Dafür habe ich mehrere Gründe. So habe ich in der Nach-Hitler-Zeit Erfahrungen gesammelt, die meiner Meinung nach für die politische Bewusstseinsbildung kommender Generationen wissenswert sind. Es sind Erfahrungen über unsere Demokratiewerdung auf den Trümmern der Nazi-Diktatur, über die langwierige und schwierige Abkehr von Obrigkeitsstaat und traditioneller Untertanengesinnung. Dies schließt auch die Auseinandersetzung mit der Hitler-Diktatur ein, die mit einer überwiegend missglückten Entnazifizierung sowie einer verzögerten, teilweise unzulänglichen Wiedergutmachung der Opfer des nationalsozialistischen Terrors verbunden ist. Aus eigenem Erleben
schildere ich die Ursachen für Versäumnisse und Verspätungen bei überfälligen Reformen, insbesondere in der Bildungs- und Gesellschaftspolitik, und als ehemaliges FDP-Mitglied habe ich etliche Stationen des Glanzes und Elends des politischen Liberalismus miterlebt. Auch beschäftigten und beschäftigen mich noch immer die Probleme anlässlich der Wiedervereinigung des vierzig Jahre geteilten deutschen Staates; und nicht zuletzt kann ich auch auf sechs Jahrzehnte Politik als Frauenberuf zurückblicken, in denen sich in jeder Hinsicht viel getan hat.

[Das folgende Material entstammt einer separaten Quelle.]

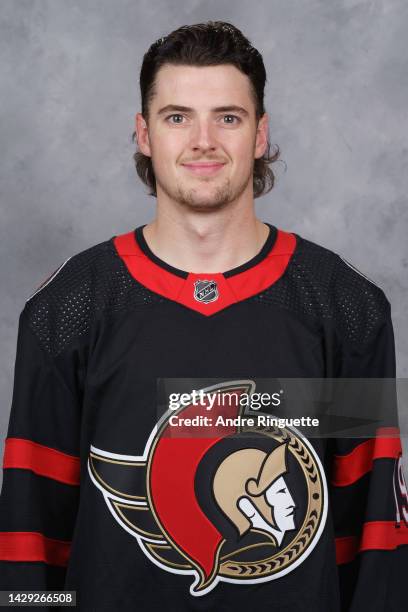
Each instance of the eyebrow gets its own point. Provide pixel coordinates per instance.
(218, 109)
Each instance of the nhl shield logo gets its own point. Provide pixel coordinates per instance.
(257, 496)
(205, 291)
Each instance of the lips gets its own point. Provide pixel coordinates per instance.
(206, 168)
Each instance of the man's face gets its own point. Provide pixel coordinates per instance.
(202, 135)
(279, 497)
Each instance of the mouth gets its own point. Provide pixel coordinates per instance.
(204, 168)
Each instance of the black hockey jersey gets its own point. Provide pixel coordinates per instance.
(130, 479)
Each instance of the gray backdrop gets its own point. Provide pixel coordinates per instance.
(337, 99)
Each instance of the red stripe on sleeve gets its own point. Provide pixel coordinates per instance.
(33, 546)
(42, 460)
(349, 468)
(377, 535)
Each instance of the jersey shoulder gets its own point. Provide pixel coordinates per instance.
(320, 285)
(89, 283)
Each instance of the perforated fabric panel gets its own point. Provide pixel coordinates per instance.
(318, 284)
(92, 281)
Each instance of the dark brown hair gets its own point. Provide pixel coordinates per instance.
(206, 44)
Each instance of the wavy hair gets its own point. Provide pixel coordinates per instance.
(206, 44)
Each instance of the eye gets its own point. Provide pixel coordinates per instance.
(174, 115)
(234, 117)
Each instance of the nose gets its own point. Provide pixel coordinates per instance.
(202, 135)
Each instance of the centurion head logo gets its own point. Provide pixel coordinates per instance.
(230, 503)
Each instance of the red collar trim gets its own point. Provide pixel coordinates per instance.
(196, 290)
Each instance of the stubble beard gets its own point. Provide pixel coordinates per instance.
(195, 199)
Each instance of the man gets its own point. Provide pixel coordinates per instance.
(113, 494)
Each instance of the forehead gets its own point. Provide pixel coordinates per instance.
(200, 86)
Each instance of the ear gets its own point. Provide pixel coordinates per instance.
(142, 135)
(261, 141)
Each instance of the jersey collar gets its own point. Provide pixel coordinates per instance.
(206, 292)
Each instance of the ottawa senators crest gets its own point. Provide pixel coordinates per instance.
(231, 503)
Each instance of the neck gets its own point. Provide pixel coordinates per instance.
(210, 242)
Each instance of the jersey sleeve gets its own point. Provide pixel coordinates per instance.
(41, 464)
(368, 494)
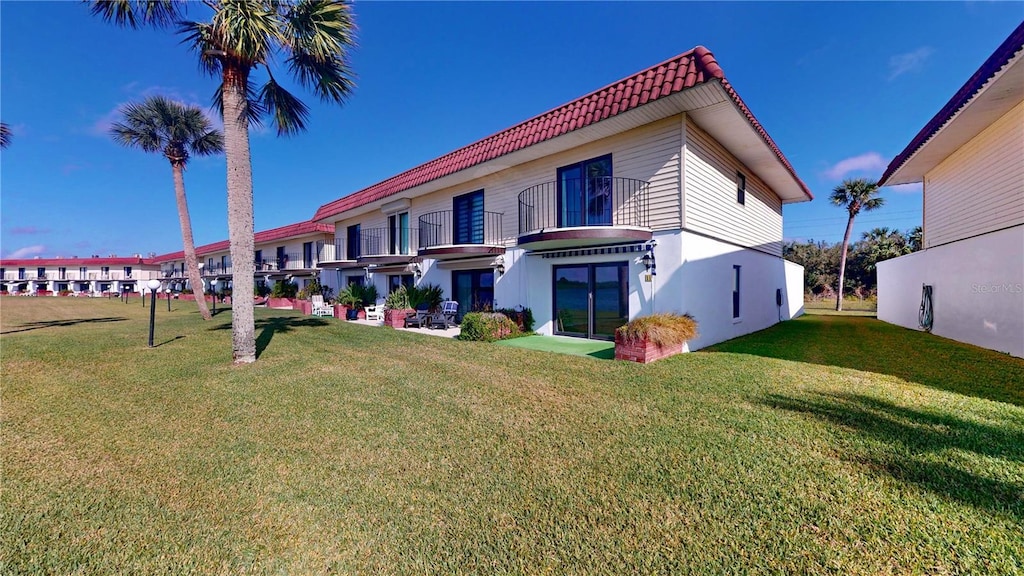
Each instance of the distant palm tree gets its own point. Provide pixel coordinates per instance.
(915, 238)
(312, 38)
(177, 131)
(854, 195)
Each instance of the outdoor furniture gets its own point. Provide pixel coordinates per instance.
(445, 318)
(320, 307)
(375, 313)
(419, 318)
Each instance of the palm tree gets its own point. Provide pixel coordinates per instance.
(854, 195)
(312, 37)
(177, 131)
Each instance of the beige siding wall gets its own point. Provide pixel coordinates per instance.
(649, 153)
(980, 188)
(711, 197)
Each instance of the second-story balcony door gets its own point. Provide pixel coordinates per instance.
(585, 194)
(398, 233)
(468, 218)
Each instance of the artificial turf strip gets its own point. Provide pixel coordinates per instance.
(564, 344)
(351, 449)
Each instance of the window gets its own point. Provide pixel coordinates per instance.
(397, 280)
(585, 193)
(307, 254)
(353, 248)
(398, 234)
(468, 218)
(735, 292)
(282, 258)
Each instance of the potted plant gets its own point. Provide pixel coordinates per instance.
(396, 307)
(652, 337)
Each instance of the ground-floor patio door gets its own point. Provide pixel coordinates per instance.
(473, 289)
(591, 300)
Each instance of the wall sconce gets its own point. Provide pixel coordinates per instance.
(648, 261)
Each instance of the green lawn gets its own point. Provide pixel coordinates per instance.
(828, 445)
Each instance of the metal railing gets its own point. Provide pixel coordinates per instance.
(604, 201)
(440, 229)
(381, 242)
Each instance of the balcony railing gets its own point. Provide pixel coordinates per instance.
(440, 229)
(604, 201)
(381, 242)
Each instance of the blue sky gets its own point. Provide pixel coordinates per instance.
(841, 87)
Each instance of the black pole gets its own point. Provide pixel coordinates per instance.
(153, 314)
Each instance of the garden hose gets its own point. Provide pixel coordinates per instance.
(925, 317)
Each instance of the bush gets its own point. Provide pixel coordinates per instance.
(668, 329)
(397, 299)
(486, 327)
(523, 318)
(284, 289)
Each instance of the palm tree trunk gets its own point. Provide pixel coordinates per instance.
(842, 263)
(192, 264)
(240, 213)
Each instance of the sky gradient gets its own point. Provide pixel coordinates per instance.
(841, 87)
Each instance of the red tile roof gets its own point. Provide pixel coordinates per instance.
(1013, 44)
(282, 233)
(75, 262)
(677, 74)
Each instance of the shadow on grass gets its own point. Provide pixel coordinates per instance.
(922, 448)
(59, 323)
(269, 326)
(871, 345)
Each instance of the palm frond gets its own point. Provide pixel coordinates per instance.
(138, 13)
(5, 135)
(287, 112)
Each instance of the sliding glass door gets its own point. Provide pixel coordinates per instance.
(591, 300)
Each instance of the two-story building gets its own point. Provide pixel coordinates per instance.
(92, 276)
(293, 252)
(659, 192)
(968, 283)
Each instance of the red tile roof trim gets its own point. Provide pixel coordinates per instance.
(1013, 44)
(677, 74)
(290, 231)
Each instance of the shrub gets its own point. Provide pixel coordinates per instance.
(667, 329)
(284, 289)
(486, 327)
(397, 299)
(521, 316)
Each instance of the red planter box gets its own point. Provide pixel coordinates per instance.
(643, 352)
(396, 318)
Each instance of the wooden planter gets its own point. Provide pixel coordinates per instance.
(396, 318)
(643, 351)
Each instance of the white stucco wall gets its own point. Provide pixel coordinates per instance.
(978, 290)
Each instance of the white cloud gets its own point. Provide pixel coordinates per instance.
(909, 62)
(868, 162)
(28, 251)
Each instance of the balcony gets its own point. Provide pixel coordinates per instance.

All das sind Erfahrungen und Entwicklungen, die ich gegen Geschichtsvergessenheit, ja Geschichtslosigkeit setzen möchte. Diese, unsere Geschichtsvergessenheit halte ich nicht nur bei nachwachsenden, sondern auch bei in Verantwortung stehenden Generationen für besorgniserregend: Immer mehr Deutsche wissen immer weniger von historischen Geschehnissen der jüngsten Vergangenheit, weshalb es ihnen auch nicht möglich ist, zu beurteilen, wie diese im gegenwärtigen und künftigen politischen Geschehen weiterwirken. Besonders ist das der Fall, wenn es die dunkelsten Kapitel unserer Vergangenheit betrifft, die oftmals unterschwellig fortwirken. Diese Geschichtsvergessenheit wird wahrscheinlich dann weiter zunehmen, wenn die letzten Zeugen der Nazizeit gestorben sind und ihre mahnende Erinnerung verstummt.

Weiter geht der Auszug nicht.